Why should I read this?
Quick and practical: if you care about where investors will place cash in Latin America, or want to know whether Mexico will become a regional casino and tourism hotspot, this tells you the battleground — tax, outdated laws and a make-or-break 2026. It’s short, relevant and explains who stands to win or lose depending on policy choices.
Context and Relevance
Why it matters: the piece links policy, investment and tourism. If Mexico updates its legal and fiscal framework, casinos could drive broader gains across hospitality, leisure and tech — and attract major operator investment. Conversely, abrupt tax hikes without reform could push investors to pause or reconsider commitments, slowing a sector that already shows demographic momentum (younger visitors seeing casinos as social venues).

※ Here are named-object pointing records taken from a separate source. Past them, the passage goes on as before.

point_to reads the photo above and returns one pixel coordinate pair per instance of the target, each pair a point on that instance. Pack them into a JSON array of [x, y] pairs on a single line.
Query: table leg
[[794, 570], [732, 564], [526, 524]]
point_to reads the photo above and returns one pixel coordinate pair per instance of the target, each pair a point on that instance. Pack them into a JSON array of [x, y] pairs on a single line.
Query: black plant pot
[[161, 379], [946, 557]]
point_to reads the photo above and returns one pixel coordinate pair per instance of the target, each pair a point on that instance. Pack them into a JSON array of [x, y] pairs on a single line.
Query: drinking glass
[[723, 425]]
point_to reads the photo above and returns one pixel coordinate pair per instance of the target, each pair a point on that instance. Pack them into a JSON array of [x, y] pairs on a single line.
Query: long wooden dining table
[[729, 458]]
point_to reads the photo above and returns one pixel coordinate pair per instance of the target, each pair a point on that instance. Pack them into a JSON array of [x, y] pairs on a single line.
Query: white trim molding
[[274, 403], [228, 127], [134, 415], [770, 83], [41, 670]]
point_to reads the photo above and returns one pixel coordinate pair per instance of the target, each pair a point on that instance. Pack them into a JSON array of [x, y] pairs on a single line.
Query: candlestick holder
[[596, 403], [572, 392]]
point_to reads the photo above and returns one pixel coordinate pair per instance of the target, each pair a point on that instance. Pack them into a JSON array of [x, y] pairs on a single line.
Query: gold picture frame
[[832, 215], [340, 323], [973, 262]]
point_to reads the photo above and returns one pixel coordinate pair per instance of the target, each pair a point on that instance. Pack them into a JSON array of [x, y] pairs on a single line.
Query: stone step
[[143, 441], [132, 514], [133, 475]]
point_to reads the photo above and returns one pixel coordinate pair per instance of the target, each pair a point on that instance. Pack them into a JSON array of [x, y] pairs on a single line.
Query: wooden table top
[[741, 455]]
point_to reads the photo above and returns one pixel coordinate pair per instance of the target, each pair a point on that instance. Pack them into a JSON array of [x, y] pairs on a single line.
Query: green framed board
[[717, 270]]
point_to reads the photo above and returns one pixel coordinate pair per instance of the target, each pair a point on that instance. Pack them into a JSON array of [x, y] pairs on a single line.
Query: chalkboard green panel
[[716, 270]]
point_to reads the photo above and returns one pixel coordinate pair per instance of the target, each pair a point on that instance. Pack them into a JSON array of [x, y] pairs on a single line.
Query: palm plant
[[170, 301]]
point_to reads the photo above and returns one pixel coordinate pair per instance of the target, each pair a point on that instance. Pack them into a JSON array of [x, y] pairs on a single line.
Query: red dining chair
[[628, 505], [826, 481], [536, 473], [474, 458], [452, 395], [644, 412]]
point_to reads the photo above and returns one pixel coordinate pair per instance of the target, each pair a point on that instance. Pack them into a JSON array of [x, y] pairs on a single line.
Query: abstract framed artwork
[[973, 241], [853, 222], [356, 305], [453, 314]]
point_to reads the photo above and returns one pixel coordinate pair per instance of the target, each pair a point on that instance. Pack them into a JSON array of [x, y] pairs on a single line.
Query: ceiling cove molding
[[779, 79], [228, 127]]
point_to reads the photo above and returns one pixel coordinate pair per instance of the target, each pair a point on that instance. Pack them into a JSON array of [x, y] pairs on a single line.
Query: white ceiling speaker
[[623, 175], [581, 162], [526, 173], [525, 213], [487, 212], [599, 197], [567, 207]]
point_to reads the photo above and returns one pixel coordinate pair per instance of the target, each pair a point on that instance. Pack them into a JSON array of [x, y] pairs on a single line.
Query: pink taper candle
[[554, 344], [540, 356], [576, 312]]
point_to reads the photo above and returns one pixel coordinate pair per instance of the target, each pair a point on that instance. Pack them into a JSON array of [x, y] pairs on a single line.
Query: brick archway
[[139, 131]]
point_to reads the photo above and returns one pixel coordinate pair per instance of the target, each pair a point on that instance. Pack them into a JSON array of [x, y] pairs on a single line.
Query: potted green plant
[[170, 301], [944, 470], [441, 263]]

Industry stakeholders should watch 2026 closely: the World Cup will spotlight Mexico internationally, and the national budget offers the government a chance to consult and set a clear, modern regime. For operators, suppliers and policy-makers, the article is a timely reminder that careful sequencing (regulatory reform then taxation) will be key to unlocking the projected growth.
Author style: Punchy — practical call to action for policy-makers and industry. This isn’t just a commentary; it’s a brief on a commercial opportunity that needs policy clarity to materialise.